The 7.7-magnitude quake struck on Tuesday in Baluchistan's remote Awaran district, killing at least 271 people and affecting hundreds of thousands.
Off the coastline near the port of Gwadar, some 400 kilometres (250 miles) from the epicentre, locals were astonished to see the dark grey mass of rock and mud that had emerged from the waves in the Arabian Sea.
"It is not a small thing, but a huge thing which has emerged from under the water," Gwadar resident Muhammad Rustam told AFP.
"It looked very, very strange to me and also a bit scary because suddenly a huge thing has emerged from the water."
Enterprising boat owners were doing a brisk trade ferrying curious sightseers to the island -- dubbed "Earthquake Mountain" by locals.
Mohammad Danish, a marine biologist from Pakistan's National Institute of Oceanography, said a team of experts had visited the island and found methane gas rising.
"Our team found bubbles rising from the surface of the island which caught fire when a match was lit and we forbade our team to start any flame.
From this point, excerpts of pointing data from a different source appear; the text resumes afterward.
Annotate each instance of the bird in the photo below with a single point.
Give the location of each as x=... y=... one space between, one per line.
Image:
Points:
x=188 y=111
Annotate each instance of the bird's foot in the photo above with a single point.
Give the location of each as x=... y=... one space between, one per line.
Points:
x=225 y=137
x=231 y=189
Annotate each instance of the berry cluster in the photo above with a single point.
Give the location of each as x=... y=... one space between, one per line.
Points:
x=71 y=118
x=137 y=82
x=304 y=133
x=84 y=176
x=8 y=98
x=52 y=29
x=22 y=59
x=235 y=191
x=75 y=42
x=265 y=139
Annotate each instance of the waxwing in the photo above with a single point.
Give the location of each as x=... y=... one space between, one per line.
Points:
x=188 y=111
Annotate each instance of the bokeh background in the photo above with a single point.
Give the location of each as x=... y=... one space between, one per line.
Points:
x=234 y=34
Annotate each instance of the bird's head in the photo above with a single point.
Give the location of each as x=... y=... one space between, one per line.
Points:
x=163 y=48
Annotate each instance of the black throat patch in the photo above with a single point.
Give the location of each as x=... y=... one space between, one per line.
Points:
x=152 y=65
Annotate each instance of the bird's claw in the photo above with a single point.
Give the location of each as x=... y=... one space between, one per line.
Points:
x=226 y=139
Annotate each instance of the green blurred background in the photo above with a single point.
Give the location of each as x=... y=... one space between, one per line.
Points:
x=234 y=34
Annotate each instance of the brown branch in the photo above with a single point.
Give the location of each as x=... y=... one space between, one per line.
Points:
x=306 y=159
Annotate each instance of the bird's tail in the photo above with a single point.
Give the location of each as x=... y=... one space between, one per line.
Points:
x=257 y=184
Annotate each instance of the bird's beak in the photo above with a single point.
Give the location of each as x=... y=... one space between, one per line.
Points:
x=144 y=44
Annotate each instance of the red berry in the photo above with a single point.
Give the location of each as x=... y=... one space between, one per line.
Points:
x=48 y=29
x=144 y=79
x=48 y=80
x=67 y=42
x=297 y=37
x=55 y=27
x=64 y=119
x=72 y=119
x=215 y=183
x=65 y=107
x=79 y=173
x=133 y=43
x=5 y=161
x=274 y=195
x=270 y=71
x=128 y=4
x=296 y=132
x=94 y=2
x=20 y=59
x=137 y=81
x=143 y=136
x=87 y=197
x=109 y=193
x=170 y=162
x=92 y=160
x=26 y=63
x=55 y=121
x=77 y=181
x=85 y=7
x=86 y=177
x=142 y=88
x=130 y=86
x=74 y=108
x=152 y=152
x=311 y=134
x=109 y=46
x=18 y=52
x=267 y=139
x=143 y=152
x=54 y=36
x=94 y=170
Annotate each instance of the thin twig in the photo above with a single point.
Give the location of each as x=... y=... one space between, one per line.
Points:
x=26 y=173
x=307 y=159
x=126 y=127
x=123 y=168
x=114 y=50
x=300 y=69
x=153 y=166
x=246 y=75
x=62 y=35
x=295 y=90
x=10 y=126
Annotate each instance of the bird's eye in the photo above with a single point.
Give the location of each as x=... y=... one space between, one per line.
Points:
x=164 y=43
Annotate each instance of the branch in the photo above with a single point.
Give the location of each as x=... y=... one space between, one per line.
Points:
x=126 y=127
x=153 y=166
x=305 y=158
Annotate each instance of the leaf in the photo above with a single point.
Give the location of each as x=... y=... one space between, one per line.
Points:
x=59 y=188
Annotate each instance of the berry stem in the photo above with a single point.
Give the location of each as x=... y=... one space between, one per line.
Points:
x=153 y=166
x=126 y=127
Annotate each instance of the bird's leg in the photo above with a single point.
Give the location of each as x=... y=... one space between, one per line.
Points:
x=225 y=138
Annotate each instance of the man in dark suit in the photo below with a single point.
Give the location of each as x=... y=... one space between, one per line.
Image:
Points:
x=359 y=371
It is methane gas," Danish said on GEO television news.
The island is about 60 to 70 feet (18 to 21 metres) high, up to 300 feet wide and up to 120 feet long, he said. It sits about 650 feet from the coast.
The surface was a solid but muddy mix of stones, sand and water with visible cracks, said an AFP cameraman who visited the island. Dead fish and sea plants lay on the surface.
Gary Gibson, a seismologist with Australia's University of Melbourne, said the new island was likely to be a "mud volcano", created by methane gas forcing material upwards during the violent shaking of the earthquake.
"It's happened before in that area but it's certainly an unusual event, very rare," Gibson told AFP, adding that it was "very curious" to see such activity some 400 kilometres from the quake's epicentre.
The so-called island is not a fixed structure but a body of mud that will be broken down by wave activity and dispersed over time, the scientist said.